# Freud Dial-a-Width Dado Tech Info



## mtnmaniac (Aug 24, 2010)

Trying to figure out if I could use Freud's Dial-a-Width Dado for long hidden dados, I sent them a direct email. Since this appears to be a commonly discussed issue, here's their direct response in case anyone else is considering getting one:

"If your machine is rated for a 6" or 8” stacked dado, then there are a few more considerations. Other than just arbor length you must also consider arbor nut size, and inside flange diameter. Unfortunately there are too many saws for us to keep a list of what these specifications are for every machine and be able to keep it up to date with changes made by the manufacturers, but with some quick measurements you can determine if your saw is capable of running the Dial-A-Width. 

1. Arbor Nut Size – The arbor nut wrench size can not be larger than 1 3/16” (30 mm). The set includes a 7/8” wrench. If your arbor nut uses a wrench other than 7/8” (22 mm), you will need to use a wrench other than the one that comes in the Dial-A-Width. 
2. Inside Arbor Flange Diameter – If the inside arbor flange is under 2 ½” diameter you are OK. If it is over that, the Dial-A-Width will not work on your machine.
3. Arbor Length – Measure the length of the arbor on your machine and subtract the thickness of the arbor nut from that measurement. If what you have left is at least 1 3/32” then you can cut up to a ¾” dado with your saw. If you have 1 3/16” or more then you can stack all the components on the arbor at one time. Still keep in mind that you must comply with maximums that the manufacturer of saw has for dadoes. 

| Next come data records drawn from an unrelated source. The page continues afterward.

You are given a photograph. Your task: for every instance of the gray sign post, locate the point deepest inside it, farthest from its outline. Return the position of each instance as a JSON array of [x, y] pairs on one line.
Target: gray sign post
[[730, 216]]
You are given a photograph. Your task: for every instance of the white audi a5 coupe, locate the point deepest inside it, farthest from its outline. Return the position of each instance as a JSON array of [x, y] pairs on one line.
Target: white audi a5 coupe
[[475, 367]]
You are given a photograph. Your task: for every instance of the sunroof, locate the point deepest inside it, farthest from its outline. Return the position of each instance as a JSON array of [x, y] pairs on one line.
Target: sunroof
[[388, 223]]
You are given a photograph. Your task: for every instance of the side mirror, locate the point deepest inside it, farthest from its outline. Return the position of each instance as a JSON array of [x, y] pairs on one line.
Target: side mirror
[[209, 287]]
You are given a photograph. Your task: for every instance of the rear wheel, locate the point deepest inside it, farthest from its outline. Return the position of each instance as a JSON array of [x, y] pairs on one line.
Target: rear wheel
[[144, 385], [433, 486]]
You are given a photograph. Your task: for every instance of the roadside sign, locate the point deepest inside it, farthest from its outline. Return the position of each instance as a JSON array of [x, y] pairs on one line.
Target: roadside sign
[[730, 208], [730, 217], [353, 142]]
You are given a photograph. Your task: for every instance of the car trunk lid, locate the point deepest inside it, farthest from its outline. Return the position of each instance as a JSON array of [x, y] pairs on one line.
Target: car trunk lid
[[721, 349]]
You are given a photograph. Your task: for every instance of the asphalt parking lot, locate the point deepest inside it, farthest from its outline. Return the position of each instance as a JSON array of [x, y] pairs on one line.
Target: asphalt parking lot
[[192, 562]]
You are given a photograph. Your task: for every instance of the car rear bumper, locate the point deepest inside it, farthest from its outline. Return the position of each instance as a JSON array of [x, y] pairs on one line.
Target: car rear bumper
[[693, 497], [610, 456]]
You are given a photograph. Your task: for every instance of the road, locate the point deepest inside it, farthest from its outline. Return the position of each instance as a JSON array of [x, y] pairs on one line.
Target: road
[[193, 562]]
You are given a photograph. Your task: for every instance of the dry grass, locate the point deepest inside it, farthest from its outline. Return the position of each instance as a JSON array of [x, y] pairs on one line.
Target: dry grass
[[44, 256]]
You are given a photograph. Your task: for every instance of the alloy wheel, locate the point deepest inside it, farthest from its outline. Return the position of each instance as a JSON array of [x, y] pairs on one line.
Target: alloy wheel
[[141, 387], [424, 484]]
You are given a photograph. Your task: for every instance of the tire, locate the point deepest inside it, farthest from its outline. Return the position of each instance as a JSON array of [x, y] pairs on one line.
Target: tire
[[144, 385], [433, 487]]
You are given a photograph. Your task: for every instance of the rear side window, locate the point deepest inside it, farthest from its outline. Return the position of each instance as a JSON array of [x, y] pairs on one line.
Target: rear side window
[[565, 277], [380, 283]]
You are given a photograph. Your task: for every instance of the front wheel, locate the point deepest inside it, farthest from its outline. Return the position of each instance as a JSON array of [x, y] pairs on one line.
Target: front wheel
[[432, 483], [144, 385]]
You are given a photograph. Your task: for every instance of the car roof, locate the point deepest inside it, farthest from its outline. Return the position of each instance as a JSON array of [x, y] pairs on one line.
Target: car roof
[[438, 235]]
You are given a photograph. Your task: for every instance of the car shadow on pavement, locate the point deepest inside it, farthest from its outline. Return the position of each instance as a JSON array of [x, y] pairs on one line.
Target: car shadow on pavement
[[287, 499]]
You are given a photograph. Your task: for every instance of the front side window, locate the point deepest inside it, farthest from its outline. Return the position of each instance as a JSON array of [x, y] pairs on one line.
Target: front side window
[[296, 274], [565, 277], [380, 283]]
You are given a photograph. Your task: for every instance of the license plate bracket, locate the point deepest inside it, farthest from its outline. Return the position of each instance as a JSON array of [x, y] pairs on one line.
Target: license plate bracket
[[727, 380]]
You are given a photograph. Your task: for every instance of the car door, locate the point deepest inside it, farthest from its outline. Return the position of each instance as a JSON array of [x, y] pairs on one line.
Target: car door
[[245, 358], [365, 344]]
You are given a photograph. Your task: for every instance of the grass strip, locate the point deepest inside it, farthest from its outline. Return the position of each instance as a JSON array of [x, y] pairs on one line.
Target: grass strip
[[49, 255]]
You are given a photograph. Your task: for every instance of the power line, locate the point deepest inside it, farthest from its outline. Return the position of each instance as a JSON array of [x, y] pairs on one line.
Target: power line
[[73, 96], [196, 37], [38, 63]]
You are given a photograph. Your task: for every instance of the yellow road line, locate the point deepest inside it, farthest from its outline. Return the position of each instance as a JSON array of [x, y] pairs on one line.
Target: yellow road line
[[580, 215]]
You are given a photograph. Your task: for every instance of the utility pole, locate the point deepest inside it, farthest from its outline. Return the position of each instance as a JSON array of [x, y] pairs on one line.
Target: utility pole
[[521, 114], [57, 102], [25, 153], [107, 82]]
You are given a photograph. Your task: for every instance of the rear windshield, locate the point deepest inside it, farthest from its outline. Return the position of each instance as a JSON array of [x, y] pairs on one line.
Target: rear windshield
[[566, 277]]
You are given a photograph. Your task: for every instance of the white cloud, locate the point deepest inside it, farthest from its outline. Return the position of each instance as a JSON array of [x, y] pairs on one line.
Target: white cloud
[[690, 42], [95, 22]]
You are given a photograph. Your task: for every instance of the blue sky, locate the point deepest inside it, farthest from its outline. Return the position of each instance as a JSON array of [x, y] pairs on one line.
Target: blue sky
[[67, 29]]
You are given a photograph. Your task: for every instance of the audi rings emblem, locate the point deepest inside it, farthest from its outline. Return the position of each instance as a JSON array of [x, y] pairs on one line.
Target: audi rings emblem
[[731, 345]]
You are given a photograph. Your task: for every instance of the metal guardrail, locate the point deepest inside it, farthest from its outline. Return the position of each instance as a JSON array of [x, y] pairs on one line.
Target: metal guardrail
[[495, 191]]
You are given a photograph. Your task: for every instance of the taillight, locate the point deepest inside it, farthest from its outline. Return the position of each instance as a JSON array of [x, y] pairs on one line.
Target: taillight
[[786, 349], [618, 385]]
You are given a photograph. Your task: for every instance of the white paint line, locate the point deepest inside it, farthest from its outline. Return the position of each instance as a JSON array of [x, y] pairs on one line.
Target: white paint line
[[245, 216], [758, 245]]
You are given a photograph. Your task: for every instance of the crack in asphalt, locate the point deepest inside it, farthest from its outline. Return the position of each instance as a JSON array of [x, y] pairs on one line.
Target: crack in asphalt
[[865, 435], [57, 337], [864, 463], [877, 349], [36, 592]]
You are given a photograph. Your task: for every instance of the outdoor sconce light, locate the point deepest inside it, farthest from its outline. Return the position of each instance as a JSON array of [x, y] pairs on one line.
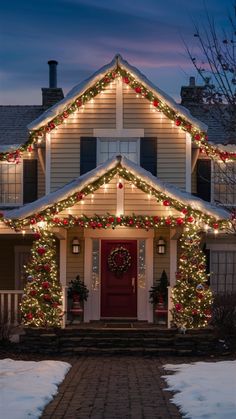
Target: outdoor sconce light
[[161, 246], [75, 246]]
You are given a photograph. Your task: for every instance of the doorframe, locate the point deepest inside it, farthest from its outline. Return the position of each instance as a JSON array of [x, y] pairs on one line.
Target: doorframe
[[92, 306]]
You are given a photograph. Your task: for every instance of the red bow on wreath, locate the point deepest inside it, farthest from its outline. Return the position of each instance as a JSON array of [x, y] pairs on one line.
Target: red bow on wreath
[[119, 260]]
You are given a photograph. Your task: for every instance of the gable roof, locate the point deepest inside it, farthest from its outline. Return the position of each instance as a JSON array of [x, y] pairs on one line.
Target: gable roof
[[14, 121], [117, 61], [112, 166]]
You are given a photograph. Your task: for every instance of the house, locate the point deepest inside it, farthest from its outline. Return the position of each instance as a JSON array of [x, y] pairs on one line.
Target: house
[[119, 170]]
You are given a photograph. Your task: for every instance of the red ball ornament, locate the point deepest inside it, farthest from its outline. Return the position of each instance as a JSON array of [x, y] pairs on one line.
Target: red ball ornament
[[37, 236], [166, 203], [178, 307], [41, 251], [190, 219], [197, 137]]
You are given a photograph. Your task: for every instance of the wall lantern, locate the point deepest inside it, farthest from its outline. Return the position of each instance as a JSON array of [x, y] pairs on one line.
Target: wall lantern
[[161, 246], [75, 246]]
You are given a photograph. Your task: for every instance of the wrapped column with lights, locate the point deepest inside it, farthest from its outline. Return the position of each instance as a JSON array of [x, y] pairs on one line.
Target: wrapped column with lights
[[191, 295]]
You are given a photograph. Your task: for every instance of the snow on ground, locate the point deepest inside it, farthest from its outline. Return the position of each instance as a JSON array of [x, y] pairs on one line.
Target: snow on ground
[[204, 389], [26, 387]]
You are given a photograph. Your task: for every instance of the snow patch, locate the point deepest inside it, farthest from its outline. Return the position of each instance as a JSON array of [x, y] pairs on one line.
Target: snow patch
[[26, 387], [205, 390]]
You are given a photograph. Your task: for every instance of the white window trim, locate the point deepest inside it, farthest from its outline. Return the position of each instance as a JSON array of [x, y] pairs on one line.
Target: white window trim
[[20, 203], [100, 139]]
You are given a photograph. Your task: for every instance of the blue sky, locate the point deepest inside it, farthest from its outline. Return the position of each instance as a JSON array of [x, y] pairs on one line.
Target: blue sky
[[83, 35]]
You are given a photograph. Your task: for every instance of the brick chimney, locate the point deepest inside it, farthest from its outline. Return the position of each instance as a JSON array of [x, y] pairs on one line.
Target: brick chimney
[[191, 94], [52, 94]]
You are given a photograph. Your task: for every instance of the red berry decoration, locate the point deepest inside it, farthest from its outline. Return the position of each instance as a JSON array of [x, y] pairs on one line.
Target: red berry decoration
[[138, 89], [166, 203], [41, 251], [126, 80]]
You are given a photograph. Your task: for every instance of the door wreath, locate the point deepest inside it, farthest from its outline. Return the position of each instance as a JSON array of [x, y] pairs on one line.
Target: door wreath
[[119, 260]]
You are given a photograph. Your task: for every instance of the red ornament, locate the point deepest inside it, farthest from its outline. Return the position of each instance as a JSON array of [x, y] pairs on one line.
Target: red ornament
[[190, 219], [80, 196], [126, 80], [78, 102], [166, 203], [41, 251], [138, 89]]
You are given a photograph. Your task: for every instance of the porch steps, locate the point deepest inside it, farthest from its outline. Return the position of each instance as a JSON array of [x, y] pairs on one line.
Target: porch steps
[[150, 341]]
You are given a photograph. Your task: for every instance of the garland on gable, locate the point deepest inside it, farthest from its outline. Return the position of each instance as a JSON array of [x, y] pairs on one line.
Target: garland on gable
[[198, 136], [50, 214]]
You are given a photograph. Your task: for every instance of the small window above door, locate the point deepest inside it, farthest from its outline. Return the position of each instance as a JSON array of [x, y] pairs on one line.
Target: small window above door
[[109, 147]]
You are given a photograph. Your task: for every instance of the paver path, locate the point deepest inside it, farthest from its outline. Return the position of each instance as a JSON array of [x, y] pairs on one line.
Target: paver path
[[113, 388]]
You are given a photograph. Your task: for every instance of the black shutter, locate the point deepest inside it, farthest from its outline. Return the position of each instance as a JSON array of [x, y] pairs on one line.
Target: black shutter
[[30, 179], [148, 154], [88, 154], [204, 179]]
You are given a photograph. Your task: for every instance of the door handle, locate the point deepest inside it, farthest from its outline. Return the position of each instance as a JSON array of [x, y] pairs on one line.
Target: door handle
[[133, 284]]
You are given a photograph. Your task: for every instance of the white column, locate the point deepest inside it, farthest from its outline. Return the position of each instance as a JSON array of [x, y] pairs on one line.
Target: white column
[[48, 163], [188, 167]]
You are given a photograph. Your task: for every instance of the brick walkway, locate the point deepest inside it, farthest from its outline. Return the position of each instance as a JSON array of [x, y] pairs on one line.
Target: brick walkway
[[113, 388]]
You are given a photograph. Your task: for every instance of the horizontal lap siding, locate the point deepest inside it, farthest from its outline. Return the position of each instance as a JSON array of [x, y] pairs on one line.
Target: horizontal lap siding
[[65, 141], [137, 201], [171, 141], [103, 202], [75, 263]]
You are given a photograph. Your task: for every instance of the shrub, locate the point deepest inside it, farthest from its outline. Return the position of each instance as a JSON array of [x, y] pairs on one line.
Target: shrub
[[224, 315]]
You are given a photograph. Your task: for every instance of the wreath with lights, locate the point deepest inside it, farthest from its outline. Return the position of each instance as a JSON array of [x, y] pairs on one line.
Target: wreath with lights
[[119, 260]]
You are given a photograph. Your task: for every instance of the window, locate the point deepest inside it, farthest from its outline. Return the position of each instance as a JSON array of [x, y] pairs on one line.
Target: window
[[223, 268], [225, 183], [10, 184], [108, 148]]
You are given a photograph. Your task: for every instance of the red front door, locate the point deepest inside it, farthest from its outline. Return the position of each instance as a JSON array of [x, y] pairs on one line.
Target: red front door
[[119, 289]]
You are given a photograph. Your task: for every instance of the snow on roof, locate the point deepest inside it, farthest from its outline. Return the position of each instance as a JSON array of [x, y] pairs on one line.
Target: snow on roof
[[81, 182], [86, 84]]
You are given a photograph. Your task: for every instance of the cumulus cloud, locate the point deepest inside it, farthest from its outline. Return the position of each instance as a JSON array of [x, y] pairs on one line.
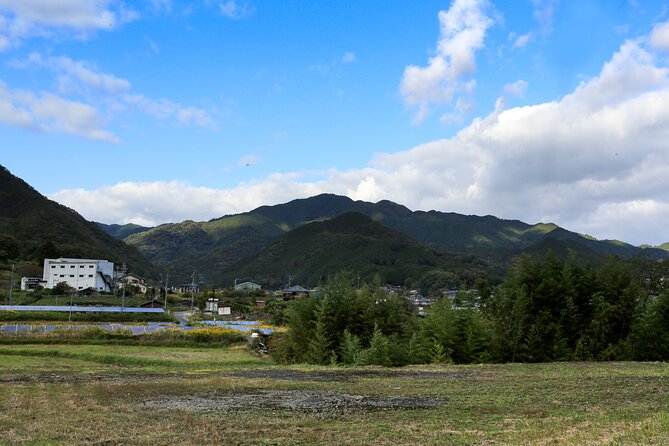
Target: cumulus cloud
[[522, 41], [28, 18], [50, 113], [166, 109], [659, 38], [234, 10], [72, 73], [517, 88], [463, 29], [544, 14], [595, 161]]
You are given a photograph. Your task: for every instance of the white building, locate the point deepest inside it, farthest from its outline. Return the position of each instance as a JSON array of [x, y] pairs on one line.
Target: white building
[[79, 274], [31, 283]]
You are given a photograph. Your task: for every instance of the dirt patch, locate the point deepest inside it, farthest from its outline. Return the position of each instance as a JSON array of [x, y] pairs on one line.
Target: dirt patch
[[315, 402], [73, 378], [348, 375]]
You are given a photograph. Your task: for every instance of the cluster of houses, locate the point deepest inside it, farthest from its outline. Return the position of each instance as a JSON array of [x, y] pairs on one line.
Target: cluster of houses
[[100, 276]]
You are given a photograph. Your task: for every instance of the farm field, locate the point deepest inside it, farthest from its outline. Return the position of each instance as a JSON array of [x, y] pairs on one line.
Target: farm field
[[114, 394]]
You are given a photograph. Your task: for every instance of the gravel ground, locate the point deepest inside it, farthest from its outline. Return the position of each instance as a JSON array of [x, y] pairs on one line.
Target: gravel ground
[[351, 374], [315, 402]]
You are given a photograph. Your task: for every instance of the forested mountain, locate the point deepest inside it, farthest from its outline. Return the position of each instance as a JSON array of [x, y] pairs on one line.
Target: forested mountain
[[33, 227], [122, 231], [356, 243], [214, 246]]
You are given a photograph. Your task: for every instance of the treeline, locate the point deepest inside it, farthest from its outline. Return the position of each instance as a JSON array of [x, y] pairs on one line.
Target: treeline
[[545, 310]]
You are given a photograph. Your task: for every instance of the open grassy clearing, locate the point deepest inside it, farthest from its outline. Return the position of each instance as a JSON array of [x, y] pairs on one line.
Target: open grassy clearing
[[77, 394]]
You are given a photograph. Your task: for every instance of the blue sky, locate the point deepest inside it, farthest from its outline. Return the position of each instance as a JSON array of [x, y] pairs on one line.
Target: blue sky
[[159, 111]]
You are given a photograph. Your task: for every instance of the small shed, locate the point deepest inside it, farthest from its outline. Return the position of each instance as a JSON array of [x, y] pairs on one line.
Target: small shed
[[294, 292], [247, 286], [152, 304]]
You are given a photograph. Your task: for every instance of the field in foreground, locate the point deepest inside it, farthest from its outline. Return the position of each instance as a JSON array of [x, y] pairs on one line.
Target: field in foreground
[[79, 394]]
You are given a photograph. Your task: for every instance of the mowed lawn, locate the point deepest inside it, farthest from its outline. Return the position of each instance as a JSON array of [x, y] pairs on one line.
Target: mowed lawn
[[117, 395]]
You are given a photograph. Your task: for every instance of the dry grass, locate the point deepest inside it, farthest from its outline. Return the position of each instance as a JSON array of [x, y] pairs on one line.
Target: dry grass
[[543, 404]]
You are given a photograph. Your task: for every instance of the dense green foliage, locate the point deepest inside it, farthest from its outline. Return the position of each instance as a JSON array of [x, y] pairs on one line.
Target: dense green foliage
[[555, 310], [122, 231], [546, 310], [218, 245], [33, 227], [342, 325], [356, 243]]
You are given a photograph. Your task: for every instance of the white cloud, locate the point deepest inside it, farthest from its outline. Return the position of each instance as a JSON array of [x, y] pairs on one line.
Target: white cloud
[[517, 88], [544, 14], [233, 10], [166, 109], [659, 38], [51, 114], [29, 18], [71, 74], [348, 57], [463, 29], [83, 79], [522, 41], [594, 161], [249, 160]]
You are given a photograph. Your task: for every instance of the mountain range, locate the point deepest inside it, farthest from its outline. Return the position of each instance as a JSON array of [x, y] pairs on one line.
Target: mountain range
[[33, 227], [307, 239], [240, 245]]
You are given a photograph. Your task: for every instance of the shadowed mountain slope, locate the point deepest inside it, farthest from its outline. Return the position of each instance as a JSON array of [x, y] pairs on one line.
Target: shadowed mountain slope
[[43, 228]]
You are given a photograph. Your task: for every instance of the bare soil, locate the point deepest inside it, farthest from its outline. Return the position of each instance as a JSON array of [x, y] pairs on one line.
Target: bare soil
[[345, 375], [314, 402]]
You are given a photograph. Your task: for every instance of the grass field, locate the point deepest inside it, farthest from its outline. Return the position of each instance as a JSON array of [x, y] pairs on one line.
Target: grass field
[[113, 395]]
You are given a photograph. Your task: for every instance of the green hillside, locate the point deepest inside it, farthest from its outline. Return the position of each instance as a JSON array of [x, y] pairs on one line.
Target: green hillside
[[33, 227], [362, 246], [205, 247], [212, 247], [122, 231]]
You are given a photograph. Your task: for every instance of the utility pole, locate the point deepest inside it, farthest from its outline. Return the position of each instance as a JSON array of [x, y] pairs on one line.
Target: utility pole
[[123, 270], [11, 285], [192, 289], [167, 278]]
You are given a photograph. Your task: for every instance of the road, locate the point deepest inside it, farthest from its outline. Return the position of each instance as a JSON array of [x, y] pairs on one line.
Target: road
[[182, 316]]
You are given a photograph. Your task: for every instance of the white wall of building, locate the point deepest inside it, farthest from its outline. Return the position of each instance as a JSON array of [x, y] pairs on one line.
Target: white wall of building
[[79, 274]]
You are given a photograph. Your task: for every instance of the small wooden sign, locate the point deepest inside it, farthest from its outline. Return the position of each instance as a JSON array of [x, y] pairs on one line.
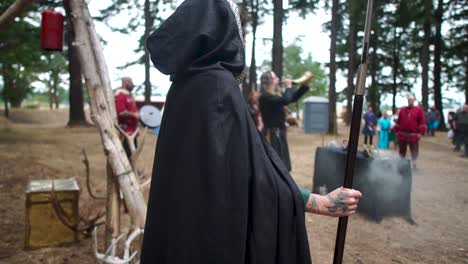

We have also heard of a few saws on the market that have an interference problem with the inside blade. To check this disconnect power to the saw, and with a blade on the saw look down inside the saw beside the blade. If there is anything like belts or structural members closer than 1/2" from the sides of the blade then this could be a problem. If there is any question after this visual inspection the take an old saw blade (can be a 10" or a 7 1/4" as long as they have the same arbor as the saw) and on the side opposite the arbor nut hot glue 6 US Pennies in a stack about 1 1/2" from the center of the arbor. Put the blade on the saw (still with the saw disconnected) and rotate the blade using the arbor wrench. If the pennies do not contact anything then you should not have an interference problem. Be sure to remove this blade and remove the pennies. Do not run the saw with the pennies attached to the blade of they will fly off and could cause serious injury or death."​
P.S. I love the last sentence...picturing Far Side cartoon...


----------



## jlord (Nov 16, 2009)

Hi DJ, It will do what you need as long as it fits your saw.


----------